A solução mais interessante para esse impasse teórico foi a constituição do conceito de modo de reprodução. Essa seria uma esfera de produção social de seres humanos – tanto na vida cotidiana (lavando roupas, cozinhando, etc.), quanto em termos intergeracionais (criando e educando a próxima geração) – que, nas palavras da teórica Renate Bridenthal, existia numa relação dialética com o modo de produção (apud Vogel, 2013 [1983]:27). Em seu artigo “O tráfico de mulheres”, a antropóloga Gayle Rubin famosamente rotulou essa “segunda esfera” de (re)produção como o sistema sexo/gênero. Rubin distingue, porém, entre o conceito de sistema de reprodução e o de sistema sexo/gênero, evitando uma estrita divisão entre produção e reprodução e propondo uma visão mais holística e imbricada dessas duas esferas (Rubin, 1993).
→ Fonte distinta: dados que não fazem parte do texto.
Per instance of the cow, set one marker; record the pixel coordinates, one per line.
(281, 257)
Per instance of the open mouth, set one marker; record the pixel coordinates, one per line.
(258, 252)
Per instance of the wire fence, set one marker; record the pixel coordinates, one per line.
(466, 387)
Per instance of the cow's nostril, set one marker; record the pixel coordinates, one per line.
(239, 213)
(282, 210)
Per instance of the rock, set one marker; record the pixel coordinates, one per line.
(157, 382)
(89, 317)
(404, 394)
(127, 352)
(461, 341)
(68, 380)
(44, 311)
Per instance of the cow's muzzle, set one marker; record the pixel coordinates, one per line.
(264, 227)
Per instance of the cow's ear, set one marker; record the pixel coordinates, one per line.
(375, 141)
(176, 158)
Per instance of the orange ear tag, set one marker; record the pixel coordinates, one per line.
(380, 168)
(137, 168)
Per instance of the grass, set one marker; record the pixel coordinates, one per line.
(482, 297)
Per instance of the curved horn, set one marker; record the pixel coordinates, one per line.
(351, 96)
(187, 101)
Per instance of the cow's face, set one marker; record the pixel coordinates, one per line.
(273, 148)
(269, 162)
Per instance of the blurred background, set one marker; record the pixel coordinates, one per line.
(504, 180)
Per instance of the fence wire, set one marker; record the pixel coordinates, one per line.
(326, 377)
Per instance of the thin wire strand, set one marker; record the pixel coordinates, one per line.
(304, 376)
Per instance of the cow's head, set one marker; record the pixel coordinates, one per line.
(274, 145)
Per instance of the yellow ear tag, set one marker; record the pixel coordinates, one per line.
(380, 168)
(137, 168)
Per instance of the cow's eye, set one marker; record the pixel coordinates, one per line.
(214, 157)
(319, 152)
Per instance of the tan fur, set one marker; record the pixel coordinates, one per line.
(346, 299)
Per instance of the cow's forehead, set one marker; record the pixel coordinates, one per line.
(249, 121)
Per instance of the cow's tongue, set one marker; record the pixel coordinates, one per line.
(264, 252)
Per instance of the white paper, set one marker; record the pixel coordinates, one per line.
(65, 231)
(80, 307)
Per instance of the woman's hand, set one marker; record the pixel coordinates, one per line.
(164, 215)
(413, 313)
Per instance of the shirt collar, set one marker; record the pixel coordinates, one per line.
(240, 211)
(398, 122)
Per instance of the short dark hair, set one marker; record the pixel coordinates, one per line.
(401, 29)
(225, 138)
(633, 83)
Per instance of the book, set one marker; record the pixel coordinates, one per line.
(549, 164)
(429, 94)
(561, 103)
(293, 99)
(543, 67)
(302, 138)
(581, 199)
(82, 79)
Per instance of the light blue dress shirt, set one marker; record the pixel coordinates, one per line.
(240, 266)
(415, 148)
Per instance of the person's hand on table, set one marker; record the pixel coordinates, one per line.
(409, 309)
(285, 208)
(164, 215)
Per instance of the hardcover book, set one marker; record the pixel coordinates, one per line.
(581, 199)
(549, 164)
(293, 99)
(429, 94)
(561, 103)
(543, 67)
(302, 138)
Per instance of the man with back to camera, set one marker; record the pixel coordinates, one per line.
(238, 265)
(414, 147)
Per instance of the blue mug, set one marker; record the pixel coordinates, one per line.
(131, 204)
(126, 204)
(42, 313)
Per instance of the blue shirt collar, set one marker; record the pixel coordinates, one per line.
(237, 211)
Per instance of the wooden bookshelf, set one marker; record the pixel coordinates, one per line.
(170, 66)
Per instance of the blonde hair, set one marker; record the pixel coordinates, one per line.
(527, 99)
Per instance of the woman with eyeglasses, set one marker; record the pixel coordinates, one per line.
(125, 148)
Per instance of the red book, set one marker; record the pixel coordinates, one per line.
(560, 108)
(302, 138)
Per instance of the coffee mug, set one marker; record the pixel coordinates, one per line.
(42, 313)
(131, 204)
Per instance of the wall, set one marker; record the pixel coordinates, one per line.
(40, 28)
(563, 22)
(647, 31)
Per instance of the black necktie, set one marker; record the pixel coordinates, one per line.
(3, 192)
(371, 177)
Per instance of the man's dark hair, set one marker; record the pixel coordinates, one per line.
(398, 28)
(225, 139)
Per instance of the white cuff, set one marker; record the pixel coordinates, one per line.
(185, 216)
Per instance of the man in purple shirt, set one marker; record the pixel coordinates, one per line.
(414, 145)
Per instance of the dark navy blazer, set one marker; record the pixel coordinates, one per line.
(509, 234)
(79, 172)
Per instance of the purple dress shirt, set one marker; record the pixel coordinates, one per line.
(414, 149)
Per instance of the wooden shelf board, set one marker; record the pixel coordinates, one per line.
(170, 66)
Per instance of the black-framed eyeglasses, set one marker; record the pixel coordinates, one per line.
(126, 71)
Rubin concorda com a síntese de Dalla Costa, achando crucial entender a reprodução da força de trabalho como um dos custos necessários da geração do capital (salientando que até Marx e Engels reconheciam essa sine qua non do capitalismo) e situando esse custo como socializado através das instituições domésticas. Todavia, Rubin comenta que nada no capitalismo implica, necessariamente, a associação da esfera da reprodução com a mulher, observando que a opressão feminina, o sexismo, e as noções tradicionais de gênero antedatam o capitalismo. Em outras palavras, o capitalismo utiliza e se beneficia do confinamento da mulher à esfera reprodutiva, mas não dá origem a esse confinamento. Rubin entende que a origem da “derrota histórica mundial” das mulheres antedata o modo de produção capitalista, salientando suas raízes essencialmente culturais e tradicionais, ou – adotando o linguajar marxista – “morais e históricas”:

É, precisamente, esse “elemento histórico e moral” que determina que uma “esposa” encontra-se entre as necessidades de um trabalhador, que destina as mulheres e não os homens a realizar tarefas domésticas e define o capitalismo como herdeiro de uma longa tradição na qual as mulheres não herdam, não lideram e não falam com deus. É esse elemento “histórico e moral” que dotou o capitalismo de uma herança cultural de formas de masculinidade e feminilidade. Nesse “elemento histórico e moral” está resumido o inteiro domínio do sexo, da sexualidade e da opressão sexual… Apenas sujeitando esse elemento “histórico e moral” à análise que a estrutura da opressão sexual pode ser delineada (Rubin, 1993Rubin, Gayle. O trafico de mulheres: notas sobre a “economia política” do sexo, 1993. [Tradução: Sonia Correa] [https://repositorio.ufsc.br/xmlui/handle/123456789/1919 – 5.5.2017].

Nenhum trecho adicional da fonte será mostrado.